Em 1982, Pablo Morandé plantou as primeiras videiras comerciais do Vale do Casablanca num terreno que a viticultura chilena da época tratava como frio demais para amadurecer uva. O vale fica a trinta quilômetros do Pacífico, entre Santiago e Valparaíso, e até ali não tinha parreira comercial de pé.
O reconhecimento oficial veio bem depois. O sistema chileno de denominações de origem saiu por decreto em 1994, e Casablanca entrou nele com nome próprio dentro da região do Aconcágua.

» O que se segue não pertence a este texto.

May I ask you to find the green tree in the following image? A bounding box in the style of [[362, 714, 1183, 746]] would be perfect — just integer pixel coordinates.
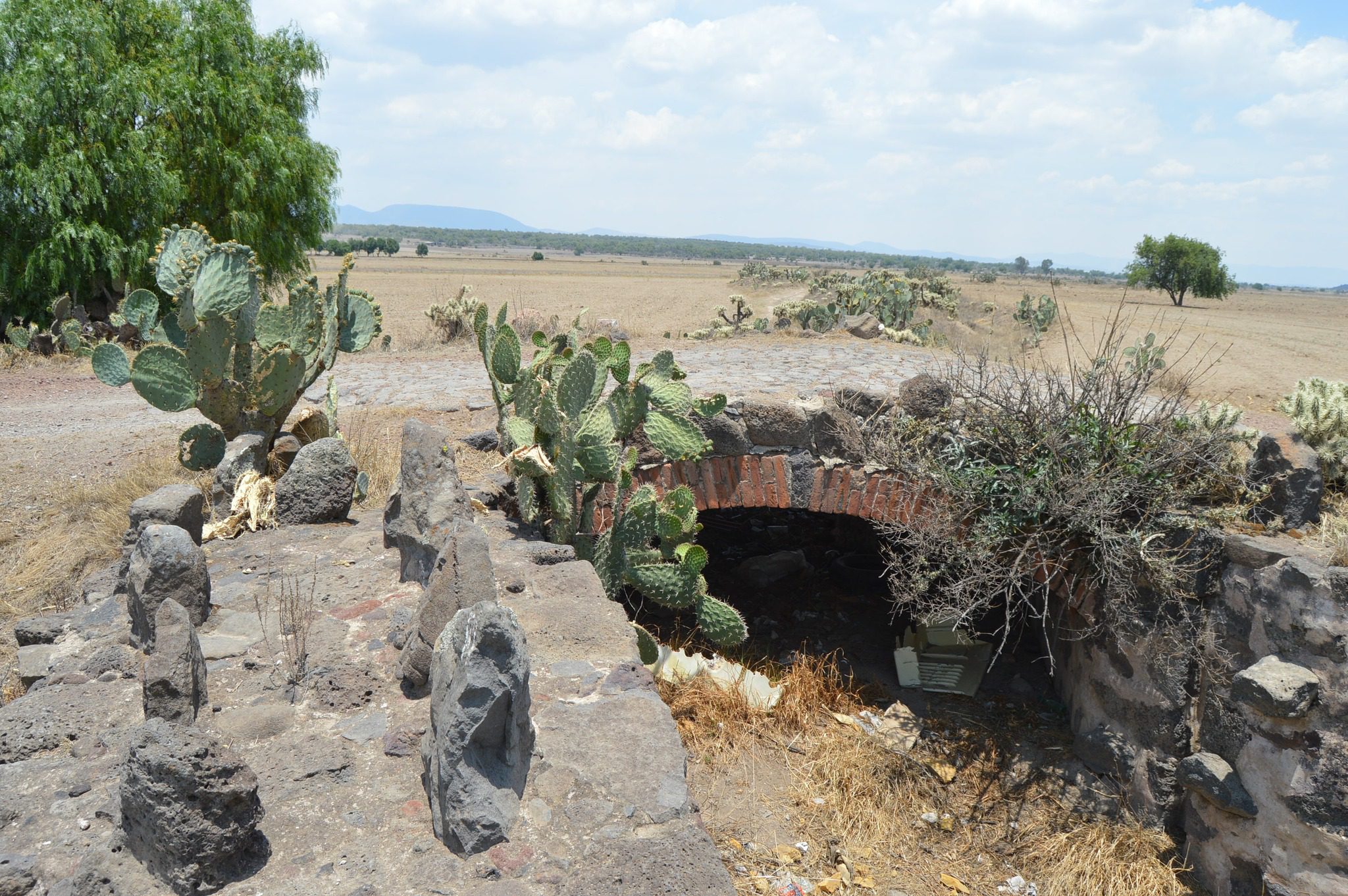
[[0, 0, 337, 316], [1127, 233, 1236, 306]]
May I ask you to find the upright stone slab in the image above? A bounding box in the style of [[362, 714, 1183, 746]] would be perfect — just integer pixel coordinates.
[[127, 524, 210, 649], [398, 519, 496, 687], [384, 419, 472, 584], [276, 438, 356, 526], [116, 484, 206, 593], [210, 432, 267, 516], [422, 601, 534, 856], [120, 718, 263, 896], [143, 598, 206, 725], [1249, 432, 1325, 528]]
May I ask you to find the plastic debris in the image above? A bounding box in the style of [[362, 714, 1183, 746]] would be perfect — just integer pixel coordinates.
[[647, 644, 782, 710]]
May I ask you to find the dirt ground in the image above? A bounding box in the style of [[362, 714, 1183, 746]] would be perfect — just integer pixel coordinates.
[[326, 249, 1348, 411]]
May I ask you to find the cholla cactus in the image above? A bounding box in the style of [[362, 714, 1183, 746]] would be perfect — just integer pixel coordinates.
[[475, 306, 746, 644], [1278, 377, 1348, 486], [93, 225, 382, 470], [426, 284, 479, 342]]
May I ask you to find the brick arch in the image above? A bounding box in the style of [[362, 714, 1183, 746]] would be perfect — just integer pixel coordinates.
[[636, 451, 922, 520]]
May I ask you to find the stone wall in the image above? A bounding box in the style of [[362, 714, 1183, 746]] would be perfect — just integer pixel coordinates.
[[1060, 535, 1348, 896]]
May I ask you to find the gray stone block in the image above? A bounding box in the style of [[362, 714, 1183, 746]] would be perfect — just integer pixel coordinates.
[[1231, 656, 1320, 718], [127, 524, 210, 649], [1249, 432, 1325, 528], [1072, 725, 1138, 780], [384, 419, 472, 584], [210, 432, 267, 516], [740, 399, 814, 447], [143, 598, 206, 725], [276, 438, 356, 526], [1176, 753, 1259, 818], [422, 601, 534, 856], [13, 613, 70, 647], [120, 718, 263, 896], [398, 519, 496, 687]]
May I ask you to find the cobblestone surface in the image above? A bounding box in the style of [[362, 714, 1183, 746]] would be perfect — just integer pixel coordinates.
[[305, 338, 935, 411]]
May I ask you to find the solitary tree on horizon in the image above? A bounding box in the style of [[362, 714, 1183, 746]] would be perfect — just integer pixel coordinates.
[[1127, 233, 1236, 307]]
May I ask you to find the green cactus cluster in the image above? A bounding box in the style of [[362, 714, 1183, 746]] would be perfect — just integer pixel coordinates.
[[426, 284, 479, 342], [1278, 377, 1348, 487], [1011, 292, 1056, 343], [93, 225, 383, 470], [473, 305, 747, 644]]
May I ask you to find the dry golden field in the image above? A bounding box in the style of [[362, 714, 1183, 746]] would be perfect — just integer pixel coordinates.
[[328, 247, 1348, 411]]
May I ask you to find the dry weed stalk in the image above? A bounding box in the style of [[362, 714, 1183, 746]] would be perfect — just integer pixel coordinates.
[[659, 655, 1193, 896], [253, 559, 318, 687], [868, 300, 1244, 656]]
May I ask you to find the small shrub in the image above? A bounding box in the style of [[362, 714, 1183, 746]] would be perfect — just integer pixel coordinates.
[[1278, 377, 1348, 489], [426, 284, 479, 342], [868, 314, 1248, 660]]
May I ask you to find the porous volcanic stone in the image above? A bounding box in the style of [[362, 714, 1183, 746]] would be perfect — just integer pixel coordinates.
[[276, 438, 356, 526], [842, 311, 880, 339], [690, 414, 754, 457], [384, 418, 472, 584], [13, 613, 70, 647], [1249, 432, 1325, 528], [1176, 753, 1259, 818], [810, 401, 862, 460], [120, 718, 263, 896], [127, 524, 210, 649], [143, 598, 206, 725], [740, 400, 812, 447], [1072, 725, 1138, 780], [398, 519, 496, 687], [0, 853, 38, 896], [422, 601, 534, 856], [210, 431, 267, 516], [1231, 656, 1320, 718], [895, 373, 950, 420]]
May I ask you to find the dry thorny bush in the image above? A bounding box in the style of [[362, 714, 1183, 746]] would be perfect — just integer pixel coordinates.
[[659, 655, 1191, 896], [867, 304, 1251, 668]]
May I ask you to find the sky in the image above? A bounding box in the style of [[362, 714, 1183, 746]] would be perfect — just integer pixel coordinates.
[[253, 0, 1348, 268]]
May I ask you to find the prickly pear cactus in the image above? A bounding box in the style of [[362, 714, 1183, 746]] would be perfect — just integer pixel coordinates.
[[93, 225, 382, 470], [475, 306, 747, 644]]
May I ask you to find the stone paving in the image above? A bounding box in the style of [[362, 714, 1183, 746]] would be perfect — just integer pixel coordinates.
[[305, 338, 938, 411]]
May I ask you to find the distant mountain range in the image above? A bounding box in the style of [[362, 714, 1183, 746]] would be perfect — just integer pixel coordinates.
[[337, 205, 1348, 291], [337, 205, 538, 230]]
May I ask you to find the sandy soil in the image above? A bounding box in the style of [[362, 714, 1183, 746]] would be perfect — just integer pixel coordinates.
[[326, 251, 1348, 411]]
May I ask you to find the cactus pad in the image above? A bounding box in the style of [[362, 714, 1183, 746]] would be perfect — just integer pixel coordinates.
[[131, 345, 197, 411], [192, 243, 257, 320], [155, 226, 210, 295], [93, 342, 131, 386], [178, 423, 225, 470], [697, 594, 750, 647]]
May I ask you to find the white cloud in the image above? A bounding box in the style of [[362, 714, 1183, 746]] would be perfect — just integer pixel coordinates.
[[1147, 159, 1196, 180], [600, 107, 687, 149]]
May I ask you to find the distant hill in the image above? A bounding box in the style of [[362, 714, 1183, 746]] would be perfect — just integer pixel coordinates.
[[337, 205, 1348, 292], [337, 205, 538, 230]]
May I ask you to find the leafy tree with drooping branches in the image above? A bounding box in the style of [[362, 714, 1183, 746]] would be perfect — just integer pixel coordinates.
[[1127, 233, 1236, 307], [0, 0, 337, 316]]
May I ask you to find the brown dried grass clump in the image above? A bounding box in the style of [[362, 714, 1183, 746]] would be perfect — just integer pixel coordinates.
[[0, 449, 210, 702], [659, 655, 1195, 896]]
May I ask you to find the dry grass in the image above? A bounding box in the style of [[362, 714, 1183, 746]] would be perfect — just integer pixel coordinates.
[[0, 453, 210, 702], [661, 647, 1195, 896]]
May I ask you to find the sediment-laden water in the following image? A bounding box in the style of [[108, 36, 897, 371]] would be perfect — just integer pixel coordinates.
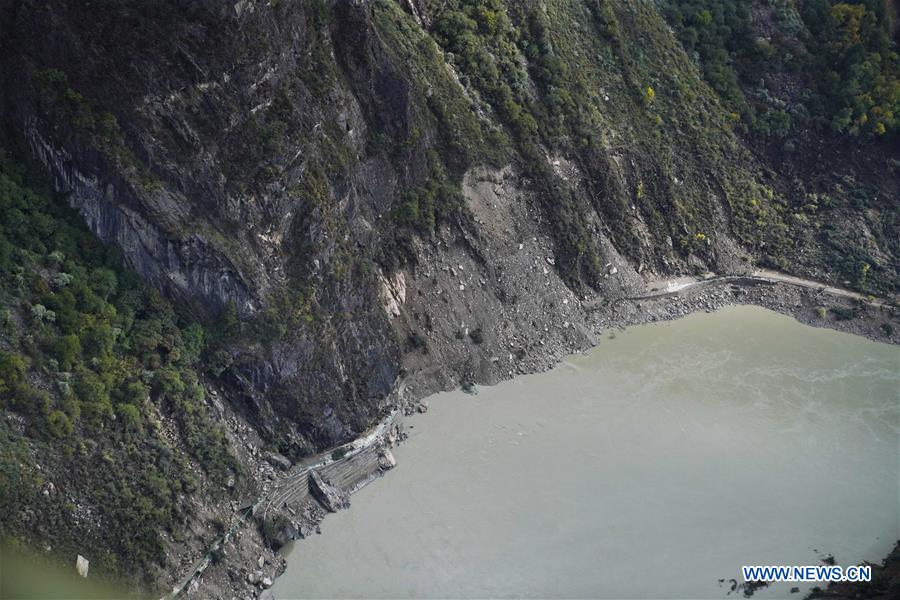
[[274, 307, 900, 598]]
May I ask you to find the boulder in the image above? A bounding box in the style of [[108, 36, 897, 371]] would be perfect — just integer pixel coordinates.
[[75, 554, 91, 577], [309, 471, 350, 512]]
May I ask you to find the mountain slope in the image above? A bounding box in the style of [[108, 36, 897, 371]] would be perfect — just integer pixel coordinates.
[[0, 0, 900, 592]]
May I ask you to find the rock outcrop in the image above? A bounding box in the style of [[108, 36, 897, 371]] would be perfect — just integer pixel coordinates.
[[309, 471, 350, 512]]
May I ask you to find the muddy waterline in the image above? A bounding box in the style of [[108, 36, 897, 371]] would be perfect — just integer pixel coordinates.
[[273, 307, 900, 599]]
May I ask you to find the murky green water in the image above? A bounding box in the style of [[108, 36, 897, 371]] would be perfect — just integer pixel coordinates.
[[274, 307, 900, 599]]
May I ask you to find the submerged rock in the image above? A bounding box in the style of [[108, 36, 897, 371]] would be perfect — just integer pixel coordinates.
[[309, 471, 350, 512], [75, 554, 91, 577]]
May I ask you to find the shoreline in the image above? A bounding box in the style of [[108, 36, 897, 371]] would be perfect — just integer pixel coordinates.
[[184, 274, 900, 599]]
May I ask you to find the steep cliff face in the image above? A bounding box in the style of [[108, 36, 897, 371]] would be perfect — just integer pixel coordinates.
[[3, 0, 897, 452]]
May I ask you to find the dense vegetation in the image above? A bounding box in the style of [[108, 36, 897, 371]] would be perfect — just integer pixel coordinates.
[[0, 156, 236, 578], [663, 0, 900, 140]]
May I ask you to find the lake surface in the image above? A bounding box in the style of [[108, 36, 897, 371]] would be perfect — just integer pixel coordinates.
[[274, 307, 900, 599]]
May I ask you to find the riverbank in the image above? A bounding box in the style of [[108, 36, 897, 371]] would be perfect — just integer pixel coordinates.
[[179, 276, 900, 598]]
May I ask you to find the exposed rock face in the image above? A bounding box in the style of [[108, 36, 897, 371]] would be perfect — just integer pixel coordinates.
[[378, 448, 397, 471], [309, 471, 350, 512], [0, 0, 896, 458], [266, 452, 293, 471], [75, 554, 91, 577]]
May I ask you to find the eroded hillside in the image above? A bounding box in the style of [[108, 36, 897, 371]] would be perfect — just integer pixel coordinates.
[[0, 0, 900, 592]]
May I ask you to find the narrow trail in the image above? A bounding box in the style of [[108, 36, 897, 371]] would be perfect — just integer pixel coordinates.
[[161, 409, 401, 600], [628, 269, 889, 307]]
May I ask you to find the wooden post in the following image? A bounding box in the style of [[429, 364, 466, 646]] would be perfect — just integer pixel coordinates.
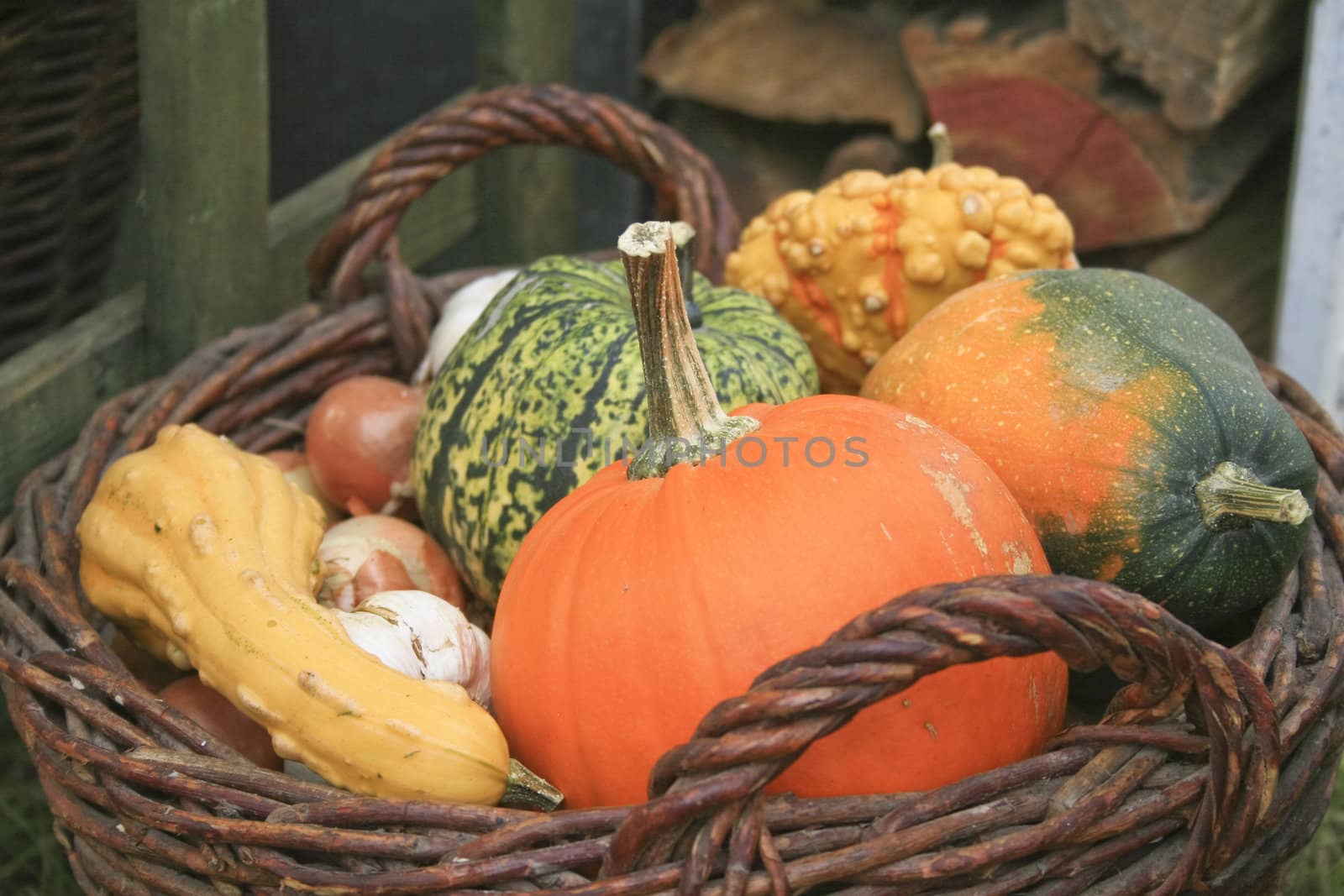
[[1274, 0, 1344, 419], [475, 0, 578, 264], [139, 0, 274, 371]]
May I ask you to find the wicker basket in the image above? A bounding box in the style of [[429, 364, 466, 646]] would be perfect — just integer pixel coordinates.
[[0, 87, 1344, 896], [0, 0, 139, 359]]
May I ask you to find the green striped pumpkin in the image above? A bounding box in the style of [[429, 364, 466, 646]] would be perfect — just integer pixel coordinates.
[[412, 255, 817, 603]]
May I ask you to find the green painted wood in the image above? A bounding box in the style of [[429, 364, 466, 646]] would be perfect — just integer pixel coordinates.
[[475, 0, 578, 264], [139, 0, 272, 369], [267, 92, 475, 296], [0, 92, 475, 517], [0, 286, 146, 517]]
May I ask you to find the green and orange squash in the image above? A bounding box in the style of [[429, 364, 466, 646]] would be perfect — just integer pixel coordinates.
[[491, 224, 1067, 807], [863, 269, 1317, 630]]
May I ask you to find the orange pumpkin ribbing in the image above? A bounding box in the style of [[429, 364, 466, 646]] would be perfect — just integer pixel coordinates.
[[492, 396, 1067, 807]]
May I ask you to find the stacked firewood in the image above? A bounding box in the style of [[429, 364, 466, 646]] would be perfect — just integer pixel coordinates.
[[643, 0, 1306, 352]]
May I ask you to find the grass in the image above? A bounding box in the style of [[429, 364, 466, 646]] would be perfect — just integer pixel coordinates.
[[0, 712, 1344, 896]]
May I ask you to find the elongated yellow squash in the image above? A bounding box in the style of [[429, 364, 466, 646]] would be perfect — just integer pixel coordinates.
[[78, 426, 509, 804]]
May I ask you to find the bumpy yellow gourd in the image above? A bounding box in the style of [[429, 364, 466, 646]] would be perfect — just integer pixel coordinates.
[[78, 426, 509, 804], [724, 137, 1078, 392]]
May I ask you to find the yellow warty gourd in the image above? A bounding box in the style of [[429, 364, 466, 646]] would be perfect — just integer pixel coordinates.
[[78, 426, 509, 804], [724, 132, 1078, 392]]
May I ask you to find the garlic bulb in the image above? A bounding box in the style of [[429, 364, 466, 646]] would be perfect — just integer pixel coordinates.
[[412, 267, 517, 385], [336, 591, 491, 706]]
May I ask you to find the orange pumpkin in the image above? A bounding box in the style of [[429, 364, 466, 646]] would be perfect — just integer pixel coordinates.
[[491, 224, 1066, 807]]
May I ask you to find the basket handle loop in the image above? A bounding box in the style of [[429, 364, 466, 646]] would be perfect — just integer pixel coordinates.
[[307, 85, 739, 315], [602, 575, 1281, 892]]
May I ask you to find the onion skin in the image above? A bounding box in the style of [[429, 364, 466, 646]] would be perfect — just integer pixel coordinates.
[[262, 450, 347, 527], [159, 676, 284, 771], [318, 513, 466, 612], [305, 376, 425, 515]]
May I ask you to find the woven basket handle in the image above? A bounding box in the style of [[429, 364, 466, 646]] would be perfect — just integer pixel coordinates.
[[603, 575, 1279, 892], [307, 85, 738, 307]]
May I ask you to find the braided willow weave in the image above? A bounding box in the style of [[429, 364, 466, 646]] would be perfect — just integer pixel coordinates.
[[0, 89, 1344, 896]]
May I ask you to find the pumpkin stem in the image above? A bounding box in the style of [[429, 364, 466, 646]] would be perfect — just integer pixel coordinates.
[[926, 121, 952, 168], [500, 759, 564, 811], [672, 220, 704, 329], [617, 222, 761, 479], [1194, 461, 1312, 525]]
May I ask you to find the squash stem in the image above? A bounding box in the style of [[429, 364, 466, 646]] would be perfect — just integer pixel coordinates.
[[672, 220, 704, 329], [617, 222, 761, 479], [1194, 461, 1312, 525], [500, 759, 564, 811], [926, 121, 952, 168]]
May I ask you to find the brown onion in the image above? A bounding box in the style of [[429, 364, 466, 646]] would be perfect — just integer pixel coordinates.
[[305, 376, 425, 515], [318, 513, 465, 611], [264, 450, 347, 525], [159, 676, 284, 771]]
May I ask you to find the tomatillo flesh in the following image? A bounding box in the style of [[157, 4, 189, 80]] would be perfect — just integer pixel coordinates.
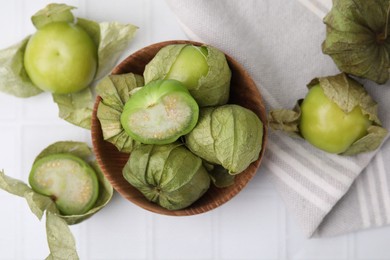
[[29, 153, 99, 215], [121, 80, 199, 144]]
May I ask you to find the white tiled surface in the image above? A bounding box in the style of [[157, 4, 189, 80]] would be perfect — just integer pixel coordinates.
[[0, 0, 390, 260]]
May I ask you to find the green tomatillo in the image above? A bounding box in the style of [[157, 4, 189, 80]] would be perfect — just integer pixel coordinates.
[[29, 153, 99, 215], [121, 80, 199, 144], [299, 84, 372, 153], [24, 22, 98, 94], [269, 73, 387, 155], [144, 44, 231, 107]]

A corrente de Humboldt é a explicação física do vale. Ela sobe gelada desde o sul colada ao litoral chileno, mantém a água do mar perto de treze graus em pleno verão e empurra ar frio vale adentro todo fim de tarde.
A neblina que vem do mar tem nome no Chile: camanchaca. Ela entra de madrugada, cobre as parreiras até quase meio-dia e derruba a temperatura máxima da tarde, o que prende a uva no galho por semanas a mais do que num vale de interior.
Uva que amadurece devagar guarda ácido. O calor forte queima o ácido málico dentro do bago, e onde a manhã fica encoberta e a noite cai dez graus abaixo da tarde o ácido chega inteiro na prensa.
O frio cobra o preço dele. Casablanca pega geada de primavera, e é comum ver torre de hélice e aspersor ligado de madrugada, molhando o broto para formar a casca de gelo que protege a planta.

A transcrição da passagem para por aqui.